The original plan was to create the health and well-being centre at an office building on Traeth Ffordd, North Dock, but many residents were worried about the potential for anti-social behaviour because the facility would include a relocated Dyfed Drug and Alcohol Service (DDAS). They also claimed there were water safety risks due to the building’s proximity to the dock itself.
Dyfed-Powys Police supported the proposal and it was recommended for approval by Carmarthenshire Council’s planning department, which said alternative sites had been considered. A planning report which went before the council’s planning committee in 2023 said the six services proposed at the Traeth Ffordd building included a psychological team to help young people who’d experienced traumatic events, and another to help people improve their diet and physical activity.
A majority of committee members turned the application down, with one objector repeatedly saying, “Shame on you,” to the four councillors who’d voted in favour of it.
The health board, which was acting on behalf of a regional area planning board tasked with overseeing drug and alcohol services, appealed the refusal decision and a hearing was due to get under way at the end of this month.
However, the office building has recently been sold to a third party – a domestic abuse support charity called Threshold DAS – which hopes to move in on completion before the end of summer.
The health board said earlier this month it was considering its options in light of this, and Dr Ardiana Gjini, its director of public health, has now confirmed the appeal has been shelved.
She added: “However, we believe a new health improvement and well-being centre in Llanelli is essential to the health board’s strategy of shifting services from treating illness, to promoting and supporting wellness, working with partners, patients and public to enable our community to enjoy a healthy lifestyle and tackle the leading causes of preventable ill health and early death.
Therefore, our search for a new premises will continue and we are currently looking at other sites.”
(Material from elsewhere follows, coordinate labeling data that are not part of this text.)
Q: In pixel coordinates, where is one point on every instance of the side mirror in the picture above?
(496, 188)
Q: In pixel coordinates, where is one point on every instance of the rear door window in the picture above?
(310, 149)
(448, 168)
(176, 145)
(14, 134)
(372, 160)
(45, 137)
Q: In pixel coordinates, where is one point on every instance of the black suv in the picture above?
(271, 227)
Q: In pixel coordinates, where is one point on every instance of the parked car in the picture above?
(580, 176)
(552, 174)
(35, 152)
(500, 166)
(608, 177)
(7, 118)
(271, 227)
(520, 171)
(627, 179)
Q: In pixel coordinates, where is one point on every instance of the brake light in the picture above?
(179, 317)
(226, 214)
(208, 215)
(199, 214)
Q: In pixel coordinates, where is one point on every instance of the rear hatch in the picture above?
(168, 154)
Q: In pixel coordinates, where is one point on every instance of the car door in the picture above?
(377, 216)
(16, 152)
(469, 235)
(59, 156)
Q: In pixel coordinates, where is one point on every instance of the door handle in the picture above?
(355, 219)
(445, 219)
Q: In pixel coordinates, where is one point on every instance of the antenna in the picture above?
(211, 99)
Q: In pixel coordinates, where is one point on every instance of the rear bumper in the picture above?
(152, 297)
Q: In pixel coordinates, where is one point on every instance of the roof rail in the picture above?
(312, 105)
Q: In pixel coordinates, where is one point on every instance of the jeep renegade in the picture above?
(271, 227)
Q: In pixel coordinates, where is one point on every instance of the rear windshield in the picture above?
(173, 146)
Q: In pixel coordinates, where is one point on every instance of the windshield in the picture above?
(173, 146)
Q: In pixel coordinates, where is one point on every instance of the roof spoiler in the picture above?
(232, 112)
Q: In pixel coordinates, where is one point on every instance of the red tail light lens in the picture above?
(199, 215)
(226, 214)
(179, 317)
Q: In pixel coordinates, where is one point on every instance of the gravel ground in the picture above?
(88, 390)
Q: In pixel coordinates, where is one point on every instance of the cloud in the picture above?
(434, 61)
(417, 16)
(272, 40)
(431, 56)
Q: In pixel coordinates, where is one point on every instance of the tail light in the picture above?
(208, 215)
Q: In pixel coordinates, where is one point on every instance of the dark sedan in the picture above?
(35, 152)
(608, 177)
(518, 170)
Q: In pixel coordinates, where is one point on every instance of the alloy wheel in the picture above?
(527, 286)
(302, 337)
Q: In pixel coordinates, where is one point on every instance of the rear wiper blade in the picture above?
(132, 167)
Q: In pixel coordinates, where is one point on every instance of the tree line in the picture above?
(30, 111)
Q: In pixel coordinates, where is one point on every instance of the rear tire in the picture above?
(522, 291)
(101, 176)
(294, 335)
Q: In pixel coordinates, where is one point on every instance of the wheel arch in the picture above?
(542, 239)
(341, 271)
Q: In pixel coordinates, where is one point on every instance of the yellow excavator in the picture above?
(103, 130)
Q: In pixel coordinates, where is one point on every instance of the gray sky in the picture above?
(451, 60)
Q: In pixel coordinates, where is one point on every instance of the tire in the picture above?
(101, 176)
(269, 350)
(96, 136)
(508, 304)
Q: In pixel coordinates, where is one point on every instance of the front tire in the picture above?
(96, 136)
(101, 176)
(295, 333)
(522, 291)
Carmarthenshire councillors Sean Rees and Louvain Roberts, who represent Llanelli’s Glanymor ward, have welcomed Threshold DAS’s impending move to the Traeth Ffordd building and had urged health chiefs to call off the appeal.
Llanelli Town Council leader David Darkin described the latest developments as a “partial victory” as he said DDAS needed to relocate from its current town centre premises.
Cllr Darkin called on the health board, police and county council to work together to find a suitable new home for it.
He said DDAS provided a “vitally important” service and was “a fantastic facility that does a lot of good” but that the planning committee had, in his view, “quite rightly” rejected the planning application.